In a quarter of an hour he lifted the first film from the tank and held it to the light. The film showed a blank. With an exclamation of disappointment he lifted a second and third film from the tank, with the same result. He raised the fourth one.

"Good Lord!" gasped Carnes.


IN the plate could be plainly seen the hind quarters of the sheep held in the grasp of such a monster as even the drug-laden brain of an opium smoker never pictured. Judging from the sheep, the monster stood about twenty feet tall, and its frame was surmounted by a head resembling an overgrown frog. Enormous jaws were opened to seize the sheep but, to the amazement of the three observers, the jaws were entirely toothless. Where teeth were to be expected, long parallel ridges of what looked like bare bone, appeared, without even a rudimentary segregation into teeth. The body of the monster was long and snakelike, and was borne on long, heavy legs ending in feet with three long toes, armed with vicious claws. The crowning horror of the creature was its forelegs. There were of enormous length, thin and attenuated looking, and ended in huge misshapen hands, knobby and blotched, which grasped the sheep in the same manner as human hands. The eyes were as large as dinner plates, and they were glaring at the camera with an expression of fiendish malevolence which made Carnes shudder.

"How does that huge thing ever get through that crack we examined?" demanded the lieutenant.

Dr. Bird rubbed his head thoughtfully.

"It's not an amphibian," he muttered, "as is plainly shown by the shape of the limbs and the lack of a tail, and yet it appears to have scales of the true fish type. It corresponds to no recovered fossil, and I am inclined to believe it is unique. The nervous organization must be very low, judging from the lack of forehead and the general conformation. It has enormous strength, and yet the arms look feeble."
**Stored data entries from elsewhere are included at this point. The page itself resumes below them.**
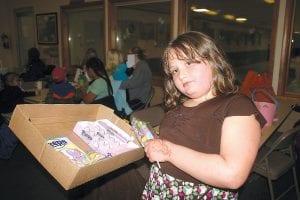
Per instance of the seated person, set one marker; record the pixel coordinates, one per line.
(139, 83)
(60, 91)
(99, 89)
(81, 70)
(11, 94)
(116, 67)
(35, 66)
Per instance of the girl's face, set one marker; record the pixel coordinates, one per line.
(90, 72)
(15, 82)
(192, 79)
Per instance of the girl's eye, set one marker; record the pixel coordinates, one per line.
(188, 62)
(173, 71)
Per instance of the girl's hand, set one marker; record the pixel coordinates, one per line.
(158, 150)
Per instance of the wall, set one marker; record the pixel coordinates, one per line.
(7, 9)
(6, 59)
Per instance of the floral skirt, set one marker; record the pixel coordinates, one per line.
(164, 186)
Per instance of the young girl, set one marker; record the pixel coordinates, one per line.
(117, 68)
(210, 136)
(99, 89)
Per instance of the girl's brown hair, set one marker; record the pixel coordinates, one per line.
(197, 47)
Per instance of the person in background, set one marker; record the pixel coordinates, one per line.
(60, 91)
(81, 71)
(140, 82)
(35, 66)
(11, 94)
(116, 68)
(99, 89)
(210, 135)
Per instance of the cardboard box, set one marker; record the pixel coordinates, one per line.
(33, 124)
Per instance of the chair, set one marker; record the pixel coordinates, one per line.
(276, 159)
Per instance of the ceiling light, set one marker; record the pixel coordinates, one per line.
(269, 1)
(193, 8)
(241, 19)
(211, 12)
(229, 17)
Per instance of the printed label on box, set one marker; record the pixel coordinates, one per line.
(104, 137)
(74, 153)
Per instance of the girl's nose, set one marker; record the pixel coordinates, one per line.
(182, 74)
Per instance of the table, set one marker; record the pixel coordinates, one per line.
(37, 99)
(282, 113)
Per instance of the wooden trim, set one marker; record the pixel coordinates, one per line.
(64, 38)
(182, 16)
(286, 47)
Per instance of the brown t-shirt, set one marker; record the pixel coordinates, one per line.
(199, 127)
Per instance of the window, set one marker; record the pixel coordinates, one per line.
(83, 29)
(146, 25)
(237, 27)
(293, 80)
(26, 33)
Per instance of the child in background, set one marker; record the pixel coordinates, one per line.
(35, 66)
(116, 68)
(81, 71)
(11, 94)
(60, 91)
(207, 144)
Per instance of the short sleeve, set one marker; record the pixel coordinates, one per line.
(241, 105)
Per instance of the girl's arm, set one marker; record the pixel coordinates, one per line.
(229, 169)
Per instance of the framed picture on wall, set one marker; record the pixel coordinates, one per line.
(46, 26)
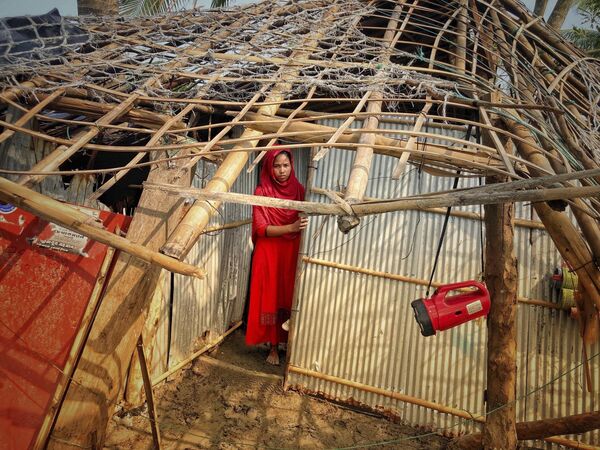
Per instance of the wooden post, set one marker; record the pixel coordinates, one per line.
(80, 222)
(149, 394)
(501, 280)
(102, 369)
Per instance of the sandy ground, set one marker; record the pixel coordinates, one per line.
(232, 399)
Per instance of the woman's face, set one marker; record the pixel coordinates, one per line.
(282, 167)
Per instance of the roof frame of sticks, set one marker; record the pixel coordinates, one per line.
(171, 90)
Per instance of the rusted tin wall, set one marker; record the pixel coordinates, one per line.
(361, 328)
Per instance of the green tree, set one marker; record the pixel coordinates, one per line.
(587, 39)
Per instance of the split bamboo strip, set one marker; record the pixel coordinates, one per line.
(241, 370)
(359, 173)
(103, 367)
(419, 402)
(22, 121)
(80, 222)
(149, 395)
(76, 349)
(137, 158)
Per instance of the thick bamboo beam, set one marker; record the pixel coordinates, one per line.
(501, 279)
(411, 280)
(189, 229)
(539, 429)
(80, 222)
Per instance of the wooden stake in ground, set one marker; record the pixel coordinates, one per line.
(149, 394)
(501, 278)
(539, 429)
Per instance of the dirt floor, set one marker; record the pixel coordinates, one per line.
(232, 399)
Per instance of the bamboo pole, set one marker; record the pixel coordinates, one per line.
(102, 368)
(420, 402)
(298, 275)
(80, 222)
(524, 223)
(359, 173)
(312, 133)
(195, 355)
(189, 229)
(411, 280)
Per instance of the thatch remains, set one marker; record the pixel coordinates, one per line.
(485, 89)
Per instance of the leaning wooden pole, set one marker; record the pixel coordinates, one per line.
(501, 279)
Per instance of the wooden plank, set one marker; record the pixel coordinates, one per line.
(80, 222)
(502, 280)
(149, 395)
(196, 219)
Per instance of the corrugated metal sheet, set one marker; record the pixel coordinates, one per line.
(361, 328)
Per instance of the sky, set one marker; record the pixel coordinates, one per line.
(69, 8)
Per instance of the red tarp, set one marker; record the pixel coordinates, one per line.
(47, 274)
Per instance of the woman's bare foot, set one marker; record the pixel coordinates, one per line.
(273, 357)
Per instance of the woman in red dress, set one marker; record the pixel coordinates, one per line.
(276, 237)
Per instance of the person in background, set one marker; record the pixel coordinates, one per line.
(276, 237)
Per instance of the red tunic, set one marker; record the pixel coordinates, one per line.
(274, 259)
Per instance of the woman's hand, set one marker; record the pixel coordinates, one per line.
(299, 224)
(280, 230)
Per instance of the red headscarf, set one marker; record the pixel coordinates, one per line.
(268, 186)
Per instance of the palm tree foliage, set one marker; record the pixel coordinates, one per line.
(219, 3)
(149, 7)
(587, 39)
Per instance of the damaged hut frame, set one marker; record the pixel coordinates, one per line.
(117, 113)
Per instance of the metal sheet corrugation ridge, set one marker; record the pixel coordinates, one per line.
(361, 328)
(213, 303)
"It can't get through that crack," insisted the lieutenant.

"Apparently not," replied the doctor. "Wait a moment, though. Look at this!"

He pointed to the great disproportion between the length and diameter of the forelegs, and then to the hind legs.

"Either this is grave distortion or there is something mighty queer about that conformation. No animal could be constructed like that."


HE turned the film so that an oblique light fell on it. As he did so he gave a cry of astonishment.

"Look here!" he said sharply. "It does get through that crack! Look at those arms and hands! There is the answer. This creature is tall and broad, but from front to rear it can measure only a few inches. The same must be true of the froglike head. That animal has been developed to live and move in a low roofed cavern, and to pass through openings only a few inches wide. It's bulk is all in two dimensions!"

"I believe you're right," said Carnes as he studied the film.

"There is no doubt of it," answered the doctor. "Look at those paws, too, Carnes. That substance isn't bone, it's gum. The thing is so young and helpless that it hasn't cut its teeth yet. It must be a baby, and that is the reason why it made its way into the cave when no other of its kind ever has."

"How large are full grown ones if this is a baby?" asked the lieutenant.